Wie können sie ich sagen? ‚Ich’, ohne zu wissen, wer ich ist. Wer ist dieses Ich? Diese Frage hat mich zeitlebens getrieben. Hatte ich eines entdeckt, machte sich darunter ein neues wenn nicht gar mehrere neue bemerkbar. Auch sie wollten entdeckt werden. Und auf jede Entdeckung folgte eine weitere. Wie sollte ich bei all diesen Facetten wissen, wer ich ist? Nichts festmachen, stattdessen den ewigen Karneval verkünden! Im Nachhinein dann hat man von Selbstinvention gesprochen, ich würde mich selber erfinden. Ich aber meine, das Ich an sich ist eine Erfindung. Das Ich als stringente, als geordnete Grösse. Warum muss ich eine klar definierte Identität haben? Wie viel meiner selbst würde ich verlieren im Ringen um ein Ich, mich beugend dem Zwang nach vermeintlicher Ordnung? Es würde mich distanzieren von mir selbst. Nein, kein Durcheinander, sondern lediglich eine Vielheit von Ichs. Ich bin Entdeckungen.
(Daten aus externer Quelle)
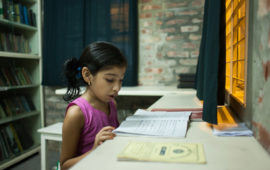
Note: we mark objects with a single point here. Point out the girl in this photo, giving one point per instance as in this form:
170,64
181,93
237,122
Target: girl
91,117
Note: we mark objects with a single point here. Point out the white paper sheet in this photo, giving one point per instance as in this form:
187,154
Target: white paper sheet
162,124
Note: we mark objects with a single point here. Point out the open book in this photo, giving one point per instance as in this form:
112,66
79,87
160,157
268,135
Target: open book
160,124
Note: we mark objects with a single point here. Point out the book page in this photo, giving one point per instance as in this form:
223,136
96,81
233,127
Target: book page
163,152
160,124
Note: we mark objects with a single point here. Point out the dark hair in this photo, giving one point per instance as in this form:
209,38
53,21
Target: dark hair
96,56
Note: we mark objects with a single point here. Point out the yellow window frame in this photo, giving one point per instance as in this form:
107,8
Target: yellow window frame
236,46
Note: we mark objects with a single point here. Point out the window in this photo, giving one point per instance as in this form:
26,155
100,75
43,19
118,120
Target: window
236,49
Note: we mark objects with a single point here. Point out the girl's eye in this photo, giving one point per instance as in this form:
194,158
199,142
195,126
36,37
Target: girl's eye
109,80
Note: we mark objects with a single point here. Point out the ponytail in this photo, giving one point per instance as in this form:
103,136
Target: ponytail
72,71
96,56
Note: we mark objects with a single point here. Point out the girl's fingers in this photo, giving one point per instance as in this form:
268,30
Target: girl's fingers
107,128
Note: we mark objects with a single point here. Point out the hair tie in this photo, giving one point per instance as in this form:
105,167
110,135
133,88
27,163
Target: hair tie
78,75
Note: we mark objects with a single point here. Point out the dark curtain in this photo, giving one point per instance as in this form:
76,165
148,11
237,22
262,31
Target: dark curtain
70,25
210,74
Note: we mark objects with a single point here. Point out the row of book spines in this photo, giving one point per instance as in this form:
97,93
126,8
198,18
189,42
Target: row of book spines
10,144
15,105
16,76
14,43
17,12
13,140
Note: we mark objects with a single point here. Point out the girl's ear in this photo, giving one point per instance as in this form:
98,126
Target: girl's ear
87,76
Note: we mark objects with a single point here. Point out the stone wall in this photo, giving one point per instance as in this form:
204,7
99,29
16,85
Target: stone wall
169,39
258,92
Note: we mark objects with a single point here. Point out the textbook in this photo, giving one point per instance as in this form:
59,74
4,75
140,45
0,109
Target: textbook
163,152
158,124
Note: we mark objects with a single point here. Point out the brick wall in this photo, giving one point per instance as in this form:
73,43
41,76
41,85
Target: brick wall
169,39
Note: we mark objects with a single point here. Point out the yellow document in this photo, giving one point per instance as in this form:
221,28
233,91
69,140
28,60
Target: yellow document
163,152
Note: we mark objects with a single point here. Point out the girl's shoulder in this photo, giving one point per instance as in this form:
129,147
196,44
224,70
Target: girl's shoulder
74,114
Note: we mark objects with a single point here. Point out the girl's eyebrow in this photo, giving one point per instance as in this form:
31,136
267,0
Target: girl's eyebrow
112,74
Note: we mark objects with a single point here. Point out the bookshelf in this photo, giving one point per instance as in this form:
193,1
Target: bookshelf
21,93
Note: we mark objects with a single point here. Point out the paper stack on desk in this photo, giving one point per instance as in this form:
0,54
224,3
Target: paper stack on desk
163,152
160,124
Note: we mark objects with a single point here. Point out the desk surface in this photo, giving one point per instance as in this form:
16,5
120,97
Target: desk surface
222,153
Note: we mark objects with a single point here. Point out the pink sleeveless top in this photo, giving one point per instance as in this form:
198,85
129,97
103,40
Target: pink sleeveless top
95,120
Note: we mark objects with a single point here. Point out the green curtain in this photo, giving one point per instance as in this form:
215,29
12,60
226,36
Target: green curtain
210,74
70,25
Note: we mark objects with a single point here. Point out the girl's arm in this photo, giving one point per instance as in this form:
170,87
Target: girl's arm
72,127
71,130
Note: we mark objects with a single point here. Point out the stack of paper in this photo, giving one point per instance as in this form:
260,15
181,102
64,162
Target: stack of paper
163,152
240,130
161,124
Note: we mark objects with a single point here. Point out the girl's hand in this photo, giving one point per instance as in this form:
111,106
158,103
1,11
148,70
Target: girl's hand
103,135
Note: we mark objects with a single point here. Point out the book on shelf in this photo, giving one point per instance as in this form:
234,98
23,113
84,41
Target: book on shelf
25,139
17,12
14,43
2,112
12,142
16,137
6,142
3,147
14,76
5,8
11,106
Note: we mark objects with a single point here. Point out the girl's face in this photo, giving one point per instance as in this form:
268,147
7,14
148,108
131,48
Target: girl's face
106,84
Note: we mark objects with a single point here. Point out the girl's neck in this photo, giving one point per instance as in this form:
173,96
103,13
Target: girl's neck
95,102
Immer neue Entdeckungen. Ich bin viele. Oder stets ein anderer. 

Ich liebe es, mich zu maskieren. Mich in Kostüm vor dem Spiegel zu fotografieren. Ich als Sujet, Ich als Subjekt. Immer und immer wieder; und mir selbst dabei auf die Schliche kommen. Manchmal hilft mir Marcel dabei. Ich weiss bestens, dass ich hässlich bin, aber ich tu mein bestes, es zu vergessen. Ich mache mich hübsch. In allem, was ich tue, und besonders vor meinem Feind, verhalte ich mich, als wäre ich die schönste Frau auf Erden. Das ist das Geheimnis meines Charmes.      
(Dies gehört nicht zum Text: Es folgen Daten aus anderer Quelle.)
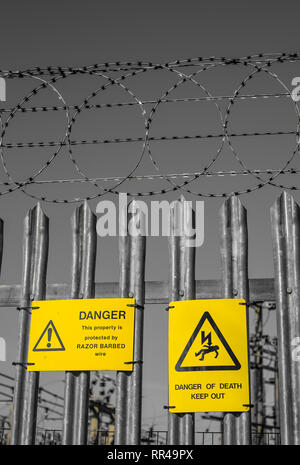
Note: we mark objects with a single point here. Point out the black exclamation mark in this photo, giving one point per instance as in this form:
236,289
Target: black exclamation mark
49,337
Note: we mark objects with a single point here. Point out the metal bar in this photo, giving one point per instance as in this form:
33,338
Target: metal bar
234,258
285,220
36,243
87,221
174,419
122,376
137,290
187,292
70,377
20,373
257,377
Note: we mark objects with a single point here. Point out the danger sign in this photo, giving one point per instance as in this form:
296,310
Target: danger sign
208,356
81,335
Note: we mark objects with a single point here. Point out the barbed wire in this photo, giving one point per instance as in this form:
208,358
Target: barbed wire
260,63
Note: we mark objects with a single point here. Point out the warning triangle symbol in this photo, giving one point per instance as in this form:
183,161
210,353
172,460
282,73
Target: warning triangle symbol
49,340
207,349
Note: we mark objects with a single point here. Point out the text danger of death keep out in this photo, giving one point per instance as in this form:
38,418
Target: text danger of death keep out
81,335
208,356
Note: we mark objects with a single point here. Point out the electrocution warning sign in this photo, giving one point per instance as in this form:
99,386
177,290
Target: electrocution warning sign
81,335
208,356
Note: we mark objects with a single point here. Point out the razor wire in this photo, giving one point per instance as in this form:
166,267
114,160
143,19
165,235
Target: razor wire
185,71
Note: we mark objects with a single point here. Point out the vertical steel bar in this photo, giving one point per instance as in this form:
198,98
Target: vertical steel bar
122,376
229,423
234,257
182,280
137,290
87,290
174,419
36,285
70,377
188,285
20,370
285,219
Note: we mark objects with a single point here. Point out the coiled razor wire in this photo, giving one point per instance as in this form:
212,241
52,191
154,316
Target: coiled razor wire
260,63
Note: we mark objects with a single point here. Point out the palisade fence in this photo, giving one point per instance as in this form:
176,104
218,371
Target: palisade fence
180,285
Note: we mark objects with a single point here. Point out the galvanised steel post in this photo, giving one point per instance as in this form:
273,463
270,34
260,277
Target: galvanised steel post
70,377
88,246
285,220
137,291
174,419
122,376
36,243
187,284
182,269
235,284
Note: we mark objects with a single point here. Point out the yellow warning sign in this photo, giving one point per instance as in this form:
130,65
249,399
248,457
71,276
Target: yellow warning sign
81,335
208,356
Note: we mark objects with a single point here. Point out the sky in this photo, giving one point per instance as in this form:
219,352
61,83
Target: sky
74,33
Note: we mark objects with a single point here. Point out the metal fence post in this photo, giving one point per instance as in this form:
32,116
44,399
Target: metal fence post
35,258
122,376
70,377
285,221
235,284
85,277
182,287
137,291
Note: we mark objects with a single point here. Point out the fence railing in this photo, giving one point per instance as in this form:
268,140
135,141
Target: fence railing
285,220
46,437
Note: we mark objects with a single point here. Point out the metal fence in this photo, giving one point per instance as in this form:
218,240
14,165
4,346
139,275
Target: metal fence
235,283
45,437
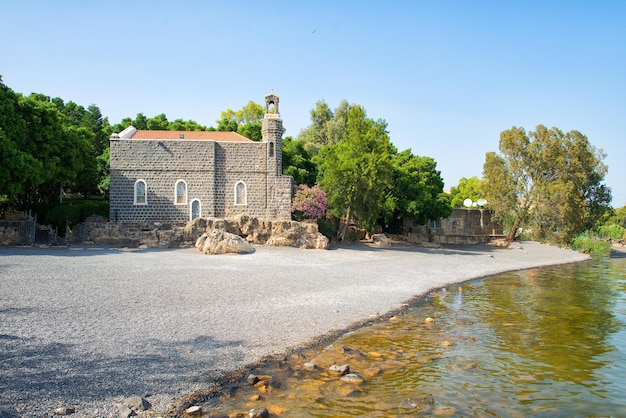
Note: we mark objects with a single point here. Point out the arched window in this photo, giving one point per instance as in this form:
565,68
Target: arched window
241,193
141,193
195,210
181,192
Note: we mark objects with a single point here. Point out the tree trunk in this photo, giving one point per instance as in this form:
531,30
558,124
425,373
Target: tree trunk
341,235
514,228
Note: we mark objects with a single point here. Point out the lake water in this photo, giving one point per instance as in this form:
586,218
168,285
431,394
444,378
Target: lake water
549,341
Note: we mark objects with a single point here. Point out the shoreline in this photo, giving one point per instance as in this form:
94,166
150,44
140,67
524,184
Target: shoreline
176,323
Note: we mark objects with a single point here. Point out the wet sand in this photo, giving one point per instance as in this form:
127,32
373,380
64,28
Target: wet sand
90,326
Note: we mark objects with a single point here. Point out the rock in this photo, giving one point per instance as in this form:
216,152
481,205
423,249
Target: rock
351,352
381,240
65,410
352,378
258,413
252,379
339,369
125,411
221,242
137,403
310,366
194,410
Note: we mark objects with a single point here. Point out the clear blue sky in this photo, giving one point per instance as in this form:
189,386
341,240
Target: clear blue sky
447,76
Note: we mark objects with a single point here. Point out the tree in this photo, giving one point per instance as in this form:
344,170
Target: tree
548,181
357,172
417,191
246,121
158,123
297,163
327,127
466,189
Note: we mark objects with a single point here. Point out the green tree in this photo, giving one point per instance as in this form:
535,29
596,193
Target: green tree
327,127
417,191
297,162
466,189
357,171
246,121
546,181
158,123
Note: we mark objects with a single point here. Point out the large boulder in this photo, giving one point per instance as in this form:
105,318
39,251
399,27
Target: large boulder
222,242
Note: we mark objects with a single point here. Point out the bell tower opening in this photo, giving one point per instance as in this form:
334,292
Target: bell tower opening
271,104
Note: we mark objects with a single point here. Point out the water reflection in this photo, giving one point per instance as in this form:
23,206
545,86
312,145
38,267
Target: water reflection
548,341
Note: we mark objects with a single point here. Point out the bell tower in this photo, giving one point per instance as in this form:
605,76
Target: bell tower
272,134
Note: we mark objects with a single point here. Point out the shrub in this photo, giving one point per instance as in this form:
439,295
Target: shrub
309,203
75,212
328,229
589,245
614,232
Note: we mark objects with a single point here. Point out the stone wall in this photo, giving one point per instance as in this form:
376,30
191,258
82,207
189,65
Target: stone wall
210,169
174,235
10,233
464,226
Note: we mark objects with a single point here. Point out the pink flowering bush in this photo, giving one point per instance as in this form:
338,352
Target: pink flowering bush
309,202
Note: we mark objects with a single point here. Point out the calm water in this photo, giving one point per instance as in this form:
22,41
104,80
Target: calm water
541,342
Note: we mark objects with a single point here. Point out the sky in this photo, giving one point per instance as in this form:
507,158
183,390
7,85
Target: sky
447,76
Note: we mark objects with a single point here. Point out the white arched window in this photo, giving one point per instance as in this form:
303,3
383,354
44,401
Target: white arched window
195,209
241,193
181,192
141,193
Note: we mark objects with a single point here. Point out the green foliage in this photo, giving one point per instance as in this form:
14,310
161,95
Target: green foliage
309,203
327,228
588,245
75,212
159,122
547,181
327,127
297,163
617,217
357,171
417,191
246,121
466,189
614,232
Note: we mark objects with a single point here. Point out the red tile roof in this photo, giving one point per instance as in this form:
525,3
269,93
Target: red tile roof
194,135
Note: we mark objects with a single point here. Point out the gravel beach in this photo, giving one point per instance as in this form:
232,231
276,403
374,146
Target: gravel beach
87,327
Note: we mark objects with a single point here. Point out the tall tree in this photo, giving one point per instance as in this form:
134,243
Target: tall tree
246,121
297,163
327,127
417,191
356,172
548,181
468,188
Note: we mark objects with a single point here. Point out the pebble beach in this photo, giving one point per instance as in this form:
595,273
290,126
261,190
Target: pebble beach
85,327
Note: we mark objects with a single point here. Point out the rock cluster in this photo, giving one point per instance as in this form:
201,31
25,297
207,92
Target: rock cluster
221,242
262,232
174,235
Veröffentlicht habe ich bis auf eines keine meiner Selbstporträts. Das war um 1930 herum und die Fotografie zeigte mich als weltfremdes Wesen. Jetzt fällt es mir wieder ein, es war Karneval. Ich hatte meine einsamen Stunden damit verbracht, meine Seele zu verhüllen. Die Masken waren so vollkommen, dass es ihnen gelang den Marktplatz des Bewusstseins zu treffen, ohne dass sie sich wieder erkannten. Ihre komische Hässlichkeit verführte mich. Ich benutzte meine niedersten Instinkte, ich adoptierte junge Monster und zog sie auf. Aber die Schminke, die ich dazu benutzte, schien nicht mehr abwaschbar zu sein. Ich rieb so sehr, um die Haut zu reinigen, dass sich diese ablöste. Meine Seele hatte wie ein lebendig gehäutetes Gesicht keine menschlichen Züge mehr. 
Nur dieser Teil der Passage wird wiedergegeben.